Весенний ласковый ветерок был напоен ароматами, ведь на берегах ручейков и бурливых саев ярко зеленели свежие травы, в том числе и пахучая мята. По небу торжественно и медленно плыли пышные, молочно-белые облака. Поднявшийся на вершину Нуратинских холмов и посмотревший оттуда вниз, на долину, человек изумился бы причудливой пестроте долины: на ее дне лежали тени от облаков и тени эти тоже медленно двигались.
Отнесший свою тяжелую теплую ношу домой Хатам возвращался по дороге, овеянной дыханием холмов и степей, а сердце его терзалось, и в голове шевелились беспокойные, тревожные мысли. Можно сказать, что он роптал на аллаха. «Почему столько несчастий предназначено одному человеку? — думал Хатам. — Ведь я такой же правоверный мусульманин, как и другие, почему же я беззащитнее всех других. Аллах лишил меня отца и матери, обрек на сиротство. Как будто этого мало, теперь вот еще… Только этого не хватало, господи!»

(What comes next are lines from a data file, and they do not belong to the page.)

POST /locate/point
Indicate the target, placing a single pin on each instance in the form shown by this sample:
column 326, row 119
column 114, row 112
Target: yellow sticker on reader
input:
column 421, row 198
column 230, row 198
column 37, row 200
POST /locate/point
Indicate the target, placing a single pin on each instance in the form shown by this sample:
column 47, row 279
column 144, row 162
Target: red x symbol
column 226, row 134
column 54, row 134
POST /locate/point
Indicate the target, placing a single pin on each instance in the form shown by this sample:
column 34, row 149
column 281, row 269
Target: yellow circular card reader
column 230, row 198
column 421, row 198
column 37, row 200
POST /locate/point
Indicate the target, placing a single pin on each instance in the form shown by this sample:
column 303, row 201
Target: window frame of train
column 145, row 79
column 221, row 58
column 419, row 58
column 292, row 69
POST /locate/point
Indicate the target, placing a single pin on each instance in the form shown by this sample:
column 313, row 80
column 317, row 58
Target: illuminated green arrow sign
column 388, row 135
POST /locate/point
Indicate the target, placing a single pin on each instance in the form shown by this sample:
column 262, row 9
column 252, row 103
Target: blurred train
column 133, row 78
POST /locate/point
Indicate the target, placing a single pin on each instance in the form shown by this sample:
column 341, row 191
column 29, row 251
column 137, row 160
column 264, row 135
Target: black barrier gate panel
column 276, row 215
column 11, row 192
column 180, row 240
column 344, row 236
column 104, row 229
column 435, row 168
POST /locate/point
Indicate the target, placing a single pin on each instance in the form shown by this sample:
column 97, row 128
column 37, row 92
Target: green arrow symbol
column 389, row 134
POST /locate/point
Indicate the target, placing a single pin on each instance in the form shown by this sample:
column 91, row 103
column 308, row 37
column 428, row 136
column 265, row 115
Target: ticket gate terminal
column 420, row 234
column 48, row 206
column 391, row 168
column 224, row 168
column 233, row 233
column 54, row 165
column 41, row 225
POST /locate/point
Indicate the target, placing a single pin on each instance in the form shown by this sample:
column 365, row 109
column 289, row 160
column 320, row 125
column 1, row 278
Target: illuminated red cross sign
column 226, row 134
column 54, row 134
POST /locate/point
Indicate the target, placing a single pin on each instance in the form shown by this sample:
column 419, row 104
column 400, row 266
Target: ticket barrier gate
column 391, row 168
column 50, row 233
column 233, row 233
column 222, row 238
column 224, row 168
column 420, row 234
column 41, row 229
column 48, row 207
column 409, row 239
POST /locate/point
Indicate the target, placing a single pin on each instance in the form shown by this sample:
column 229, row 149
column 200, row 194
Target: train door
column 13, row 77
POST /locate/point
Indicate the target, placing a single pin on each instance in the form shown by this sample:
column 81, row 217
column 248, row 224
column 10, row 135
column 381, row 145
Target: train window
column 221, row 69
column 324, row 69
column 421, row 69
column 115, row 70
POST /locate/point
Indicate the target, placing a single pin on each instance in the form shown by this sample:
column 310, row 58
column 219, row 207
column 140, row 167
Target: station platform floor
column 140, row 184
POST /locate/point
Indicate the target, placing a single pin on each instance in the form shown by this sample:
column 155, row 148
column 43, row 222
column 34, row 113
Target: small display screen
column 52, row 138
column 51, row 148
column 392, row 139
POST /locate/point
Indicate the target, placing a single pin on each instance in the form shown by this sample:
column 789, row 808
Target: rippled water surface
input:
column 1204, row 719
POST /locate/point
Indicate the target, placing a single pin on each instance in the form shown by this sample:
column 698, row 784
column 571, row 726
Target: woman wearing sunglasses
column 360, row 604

Шум воды, вырывающейся из ближнего ущелья, отвлек Хатама от горестных мыслей. Вот он, тот заболоченный сай, где ввергся в бедствие Джаббаркул-аист. Вот эти места, где из-за мешка пшеницы бедный старик боролся со смертью. Вон Чертов мост…
Над холмами появился молодой месяц. В его слабом, зеленоватом свете таинственно мерцают степи и склоны холмов. Крикнула птица. Внизу шумит сай. На душе у Хатама стало еще тревожнее. Скорее бы дойти до жилища Ходжи-бобо, успокоиться и отдохнуть. По словам этого тяжеленного, как полный мешок, Додхудая, люди, страдающие на этом свете, будут наслаждаться на том. Так устроил аллах. Но почему он пожалел своих милостей на таких молодых и здоровых, как я, способных перевернуть горы, трудолюбивых. А тому мешку мяса… Или, может, здоровье это и есть милость, а беспомощность калеки… Запутаешься совсем в этих премудростях. Надо будет сегодня же обо всем поговорить с Ходжой-бобо. Вдруг новое волнение нахлынуло на юношу, одинокого в этой тихой весенней лунной степи. «Как же так, — подумал он, — я страдаю и томлюсь из-за тебя и до сих пор не знаю даже твоего имени. Ведь если бы в обиталище этого калеки не попалась бы ты мне на глаза в первый же день, не таскал бы я на себе до сих пор эту гору мяса. А теперь… Только увидеть бы тебя. А если бы встретиться с тобой и поговорить… После такого счастья можно и умереть. Но возможно ли на земле такое счастье?»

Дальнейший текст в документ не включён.